15 July 2014 – On 9 April 2014, the European Commission issued a legislative proposal amending the Shareholders Rights Directive (SRD) of 2007. ECSDA looks at the expected impact of the proposal on central securities depositories (CSDs), and highlights some issues for consideration by the European legislator.
To what extent will the revised Shareholder Rights Directive apply to CSDs?
CSDs, like other actors in the securities processing chain, have an important role to play in enhancing shareholder transparency and facilitating the exercise of shareholder rights, especially in cross-border situations. In fact, the obligations imposed on “intermediaries” under Chapter IA of the SRD Proposal will in some cases be relevant for CSDs, especially those CSDs providing shareholder identification services.
That said, due attention must be paid to the special characteristics of CSDs, and some clarifications might be needed as regards the applicability of the SRD requirements to CSDs.
- Why is CSDs’ role unique in relation to shareholder transparency?
CSDs are financial market infrastructures which act as the first entry point for newly issued securities, including company shares. They record the initial deposit of securities by an issuer and subsequently allow investors to deliver these securities against cash, i.e. to settle transactions in these securities.

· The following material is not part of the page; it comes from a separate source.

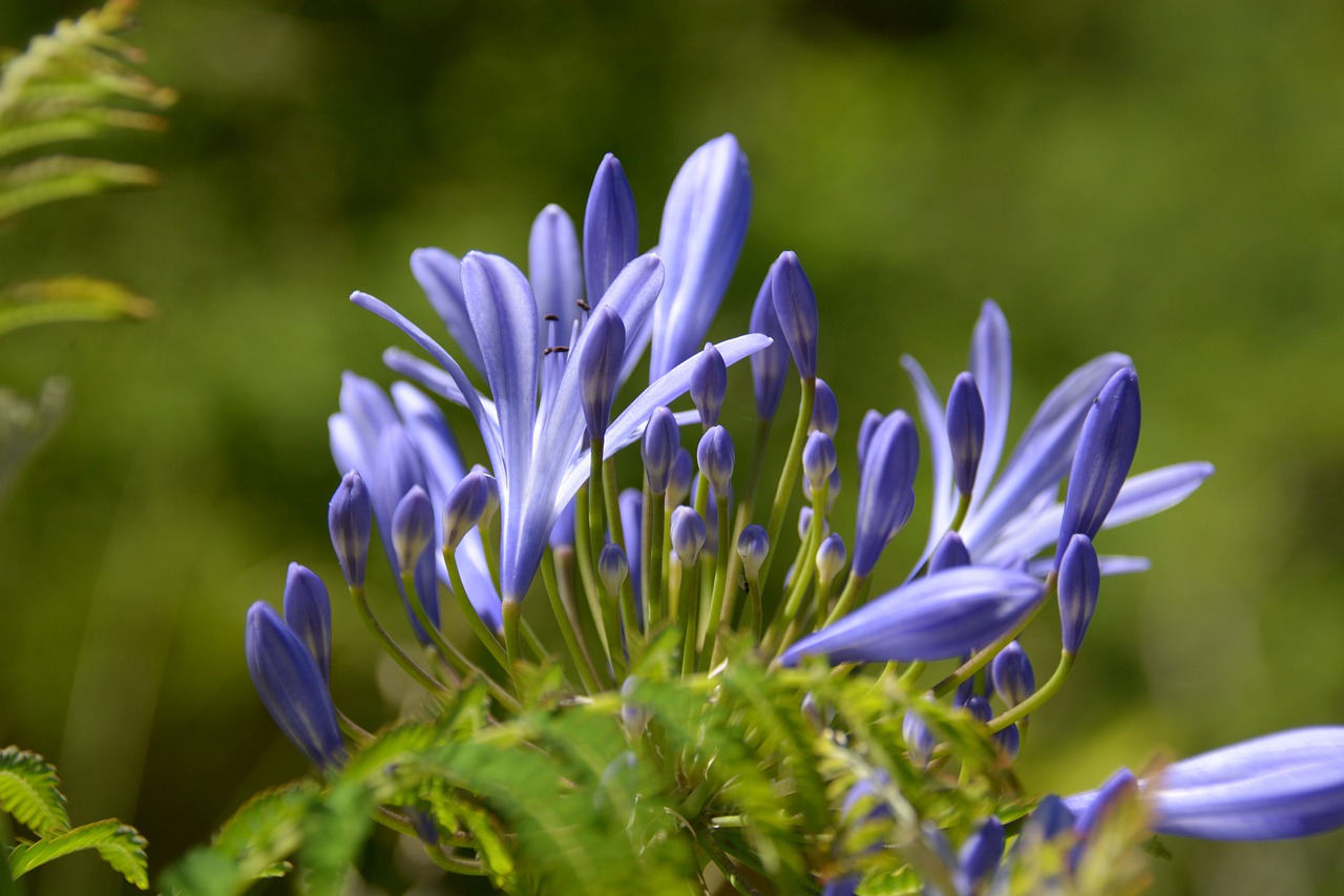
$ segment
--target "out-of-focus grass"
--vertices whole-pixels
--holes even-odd
[[[79,8],[7,4],[0,43]],[[142,20],[181,91],[173,130],[134,141],[163,188],[0,231],[4,278],[89,272],[163,311],[0,351],[5,383],[74,385],[0,517],[0,740],[59,760],[78,811],[133,819],[156,862],[302,772],[250,693],[242,618],[290,560],[337,581],[325,417],[340,371],[387,382],[401,342],[344,297],[430,320],[411,249],[521,261],[532,215],[579,215],[607,151],[650,246],[677,164],[723,130],[757,204],[716,332],[797,250],[843,408],[841,531],[863,410],[913,406],[902,352],[946,387],[986,296],[1016,336],[1013,436],[1120,348],[1144,389],[1138,465],[1218,465],[1187,506],[1103,537],[1153,570],[1106,583],[1075,681],[1032,724],[1030,786],[1344,721],[1337,4],[146,0]],[[336,690],[372,722],[372,647],[336,603]],[[1055,643],[1028,639],[1038,674]],[[1339,835],[1169,846],[1161,893],[1344,887]],[[114,887],[73,880],[43,892]]]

CSDs also maintain securities accounts at the top tier level of the holding chain.
The ECSDA paper analyses individual articles of the draft directive from a CSD perspective and explains some CSD specificities that should be taken into account during the legislative process and/or during transposition into national law. Our objective is to ensure that CSDs can continue to contribute to well-functioning and efficient shareholder identification processes in the EU.